Saturday, 5 June 2010

Week 9

3 drill warm up. It still amazes me the different feelings (tension, softness, skill) working with different people. Trying to be consistently consistent in the basics of the 3 drill

Grip breakers: Starting from the last resort and working backwards. The shoulder bump: Turn and step into his void as pointing the same side grabbed arm to the floor and bump with the shoulder to his shoulder/pec. Don’t go past his centre. This grip is tremendously hard to maintain if this is being done to you, it acts against the grabbers elbow then the bump breaks his balance. After the bump, lift the elbow up to his chin, sending the head to the sky.

We then looked at how using the same initial move above to taking the back. The arm that is being held, drop the knees as lifting the arm, rotate under whilst leaning on him until at his ¾, takedown or move out and hit.

Only the brave:
Use of the head butt, separate the arms of the grab, drive from the legs up into the soft parts of the face with the hard parts of your head. Just above the hairline, not the forehead.

Another idea is the thumb smash into 2 hand to one control (with the little finger, chase the thumb then run away from it). Finally the smallest, bread and butter motion, hand roll to the thumb and press into inside gate lap.

When grabbing to control:
(no thumb) look to hit off by popping elbow up and forward, pak and punch entry, feed energy to him and hit. Make sure the non striking hand is kept with forward pressure as hitting with the other hand. Contact keeps his brain engaged, gaps give time for reactions.

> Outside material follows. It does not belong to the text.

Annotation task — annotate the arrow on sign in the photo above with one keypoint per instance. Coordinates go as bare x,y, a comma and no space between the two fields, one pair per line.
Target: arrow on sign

With strong and solid partner, turn elbow so own elbow uses his as a lever to turn his shoulders, drop the shove (pop elbow) against his upper arm without breaking initial contact and hit, use off-lining footwork.

Entry punching:
Not looking to KO, looking to enter in his space and get him on the back foot and in negative posture. Coming in from out of range feels silly as we are hitting the air. Ensure the left arm is straight and high and the chin is tucked down and into the deltoid. Prevents head shock from a powerful hit. One of the limitations with the wing chun stance, as outlined by Martin is the gap between the chin and the shoulder when entering into an opponent. Simply does not offer enough real world protection. When used with aggressive body language this can add to the disruption of his balance and posture as he will know that it is on and not shadow boxing. Kau sau control and hit. Ping back elbow against their natural reaction to forward pressure is to push against it.